Fábio Alves: Tive sorte, talvez por isso já cá estou há algum tempo. Foram coisas que fui experimentando e percebendo até onde conseguia ir. A aceitação por parte do cliente deu-me liberdade para continuar o meu trabalho. Claro que o objectivo não é ter um restaurante de cozinha transmontana com vista para o Rio Tejo. Traz a base da cozinha transmontana, de sabores intensos.
Como é que um restaurante de luxo tem abertura para uma cozinha de sabores mais intensos, como a do chef Fábio Alves?
Rui Petronilo: Isso é um grande desafio e um bocadinho fora dos padrões que se valorizam hoje em dia. Mas sendo isso um ADN do chef, mas se não fizermos isso, vamos cair um bocadinho no que já se faz.

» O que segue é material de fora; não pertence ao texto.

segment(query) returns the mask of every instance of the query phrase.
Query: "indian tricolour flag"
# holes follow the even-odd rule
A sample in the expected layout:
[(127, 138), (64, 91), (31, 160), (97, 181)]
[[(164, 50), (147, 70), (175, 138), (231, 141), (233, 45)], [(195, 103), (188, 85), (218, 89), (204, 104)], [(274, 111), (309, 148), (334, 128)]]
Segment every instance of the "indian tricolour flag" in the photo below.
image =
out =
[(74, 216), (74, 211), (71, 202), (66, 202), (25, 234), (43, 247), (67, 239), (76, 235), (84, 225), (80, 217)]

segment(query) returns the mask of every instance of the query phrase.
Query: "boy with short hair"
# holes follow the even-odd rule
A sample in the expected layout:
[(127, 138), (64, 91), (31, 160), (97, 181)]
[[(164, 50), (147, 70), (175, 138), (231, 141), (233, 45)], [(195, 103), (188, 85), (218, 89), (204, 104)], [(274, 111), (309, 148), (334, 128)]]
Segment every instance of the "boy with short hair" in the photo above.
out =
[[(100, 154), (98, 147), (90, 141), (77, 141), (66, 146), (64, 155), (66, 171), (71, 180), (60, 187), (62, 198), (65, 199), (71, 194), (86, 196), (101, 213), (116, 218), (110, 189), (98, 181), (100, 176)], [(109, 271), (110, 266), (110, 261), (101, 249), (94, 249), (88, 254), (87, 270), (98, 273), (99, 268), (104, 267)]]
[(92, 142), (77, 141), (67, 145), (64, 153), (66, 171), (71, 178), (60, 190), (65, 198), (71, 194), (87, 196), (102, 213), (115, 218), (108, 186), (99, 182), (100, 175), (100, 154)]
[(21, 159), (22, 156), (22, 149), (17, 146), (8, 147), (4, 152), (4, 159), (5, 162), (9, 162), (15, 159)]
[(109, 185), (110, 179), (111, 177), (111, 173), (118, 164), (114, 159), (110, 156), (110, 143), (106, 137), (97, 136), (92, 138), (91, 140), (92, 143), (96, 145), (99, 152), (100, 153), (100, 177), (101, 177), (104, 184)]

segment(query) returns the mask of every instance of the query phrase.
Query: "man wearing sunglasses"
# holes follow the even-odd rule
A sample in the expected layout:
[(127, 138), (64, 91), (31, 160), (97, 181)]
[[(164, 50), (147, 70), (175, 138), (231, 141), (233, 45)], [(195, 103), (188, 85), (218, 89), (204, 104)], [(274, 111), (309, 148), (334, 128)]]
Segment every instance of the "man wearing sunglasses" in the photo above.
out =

O chef tem uma enorme preocupação em relação ao tipo de produtos que utiliza, mas o chef tenta não utilizar produtos que se vê muito hoje em dia. Quando vamos a um restaurante de topo, há sempre carabineiro, por exemplo. É um produto incrível, mas sentimos que iríamos fazer o que os outros fazem.

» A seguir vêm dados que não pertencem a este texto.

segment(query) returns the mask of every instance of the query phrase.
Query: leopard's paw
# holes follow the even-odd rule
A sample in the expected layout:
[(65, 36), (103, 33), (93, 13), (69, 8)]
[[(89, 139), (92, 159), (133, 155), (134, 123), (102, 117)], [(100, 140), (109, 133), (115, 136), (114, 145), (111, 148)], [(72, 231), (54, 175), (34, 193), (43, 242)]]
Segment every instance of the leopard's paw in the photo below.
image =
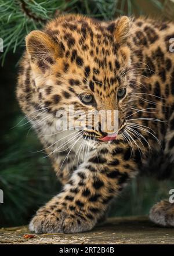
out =
[(156, 224), (174, 227), (174, 204), (162, 200), (150, 210), (150, 219)]
[(46, 215), (37, 214), (31, 220), (29, 229), (37, 233), (78, 233), (90, 230), (95, 223), (96, 221), (81, 214), (68, 214), (67, 211), (57, 209)]

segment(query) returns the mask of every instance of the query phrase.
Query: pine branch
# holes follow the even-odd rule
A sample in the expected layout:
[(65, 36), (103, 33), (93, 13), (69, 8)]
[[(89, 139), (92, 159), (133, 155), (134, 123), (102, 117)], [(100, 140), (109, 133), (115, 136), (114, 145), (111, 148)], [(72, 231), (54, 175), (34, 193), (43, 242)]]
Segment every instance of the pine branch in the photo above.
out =
[(30, 19), (32, 19), (36, 22), (43, 22), (45, 23), (46, 22), (46, 19), (42, 19), (39, 17), (37, 17), (34, 14), (33, 14), (31, 10), (28, 8), (27, 3), (24, 0), (19, 0), (21, 3), (21, 9), (23, 10), (24, 13), (28, 16)]

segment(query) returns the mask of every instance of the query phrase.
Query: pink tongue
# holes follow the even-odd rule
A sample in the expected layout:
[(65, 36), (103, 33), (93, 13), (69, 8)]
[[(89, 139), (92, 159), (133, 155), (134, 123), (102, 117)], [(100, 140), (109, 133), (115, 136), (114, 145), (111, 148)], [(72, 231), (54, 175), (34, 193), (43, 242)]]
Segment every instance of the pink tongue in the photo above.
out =
[(107, 141), (108, 140), (115, 140), (117, 137), (117, 133), (113, 133), (112, 134), (109, 134), (104, 137), (102, 137), (100, 138), (100, 140), (102, 140), (103, 141)]

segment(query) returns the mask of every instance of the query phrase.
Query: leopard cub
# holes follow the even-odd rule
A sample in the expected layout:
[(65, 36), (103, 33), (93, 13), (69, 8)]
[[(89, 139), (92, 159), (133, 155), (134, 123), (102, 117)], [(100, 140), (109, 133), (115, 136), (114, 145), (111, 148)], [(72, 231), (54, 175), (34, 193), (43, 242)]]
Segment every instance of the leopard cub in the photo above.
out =
[[(172, 37), (170, 22), (126, 16), (100, 22), (78, 15), (60, 16), (26, 37), (17, 97), (63, 185), (37, 211), (30, 230), (90, 230), (130, 179), (150, 168), (154, 155), (158, 156), (157, 175), (170, 177)], [(85, 113), (117, 110), (118, 130), (111, 133), (92, 126), (57, 131), (56, 113), (68, 112), (70, 105)], [(77, 119), (69, 121), (72, 128), (78, 126)], [(98, 124), (100, 127), (101, 120)], [(161, 201), (150, 218), (174, 226), (174, 205)]]

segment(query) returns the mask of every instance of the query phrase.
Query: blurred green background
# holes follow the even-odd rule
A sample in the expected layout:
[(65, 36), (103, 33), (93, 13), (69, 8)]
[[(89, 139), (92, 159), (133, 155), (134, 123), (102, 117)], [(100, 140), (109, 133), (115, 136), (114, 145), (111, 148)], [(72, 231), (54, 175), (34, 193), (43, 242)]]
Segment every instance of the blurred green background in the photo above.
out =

A carne marca presença constante na ementa e nos menus do chef por alguma razão especial?
Fábio Alves: Gosto muito de trabalhar com a carne e de brincar com “terra-mar”. Não é um clássico português, mas já é comum. Começo alguns menus com carne – não todos – e, na maioria dos pratos, tento fazer uma fusão entre carne e peixe, ou marisco, digamos assim. Grande parte dos menus que faço, à excepção dos menus do Suba, há um com carne e marisco, há outro que começa com peixe e outro que começa com marisco, para tentar agradar a todos. Apesar de estarmos em Outubro com este tempo de Verão, os pratos vão continuar a ser mais peixe.
Vão mudar os menus?
Fábio Alves: Sim. Vamos deixar o pato e vamos passar para o pombo, quase uma recriação de uma canja de pombo. O salmonete será trocado por uma espécie de arroz de peixe, mas mais intenso. O cachaço e o coco irão manter-se. Numa próxima carta, vamos ter dois menus fixos e dois menus variáveis, mas nos tornarmos ainda mais consistentes.
Quais os critérios a ter em conta nas pessoas que trabalham na sala do restaurante, as quais são, no fundo, o rosto do Suba?
Rui Petronilo: Acho que é um dos maiores desafios que enfrentamos hoje, que é a falta de profissionalização neste tipo de função. O que temos sempre em grande consideração é a parte comportamental. Na verdade, hoje em dia é tão ou mais importante a parte comportamental como a parte técnica. A parte técnica facilmente se aprende, se houver um elemento mais sénior na equipa. A parte comportamental já tem a ver com a formação de base, a educação, a forma de estar, requisito obrigatório neste segmento, que não é tão fácil de ensinar. Ou já se tem, ou dificilmente conseguimos adaptar alguém, nem é nossa intenção querer manipular a educação de alguém. Queremos pessoas que se enquadrem na nossa linha. Para além de ser difícil, não é eticamente correcto. Preocupamo-nos mesmo com cada pessoa que fica na nossa equipa. É muito mais difícil encontrar um bom serviço do que propriamente boa comida.
A mesma exigência é direcionada para os escanções.
Rui Petronilo: Felizmente, estamos numa época em que a função de chef se desenvolveu bastante, mas o mesmo não aconteceu com as funções que estão ligadas à sala. Com os sommeliers acontece o mesmo. Tive a sorte de ter começado num sítio com uma grande escola para sommeliers, o Vila Vita [Parc], que já tinha quase dez sommeliers. Hoje tem 15! Para mim, um sommelier tem de ser um empregado de mesa de primeira ou um bartender de primeira, mas a base do serviço é primordial. A pressa que há para que surjam e cresçam sommeliers é grande! Acho isso inviável e insustentável. Cria deficiência no serviço, porque têm muito conhecimento técnico, que é que o cliente percebe e valoriza menos e, ao mesmo tempo, deixam transparecer um défice na experiência inerente ao serviço, porque não percebe a dinâmica do restaurante, nem o esforço a ter em relação à função e aos horários. Ou seja, um sommelier tem de ter uma base de conhecimento de restauração, para garantir um bom serviço.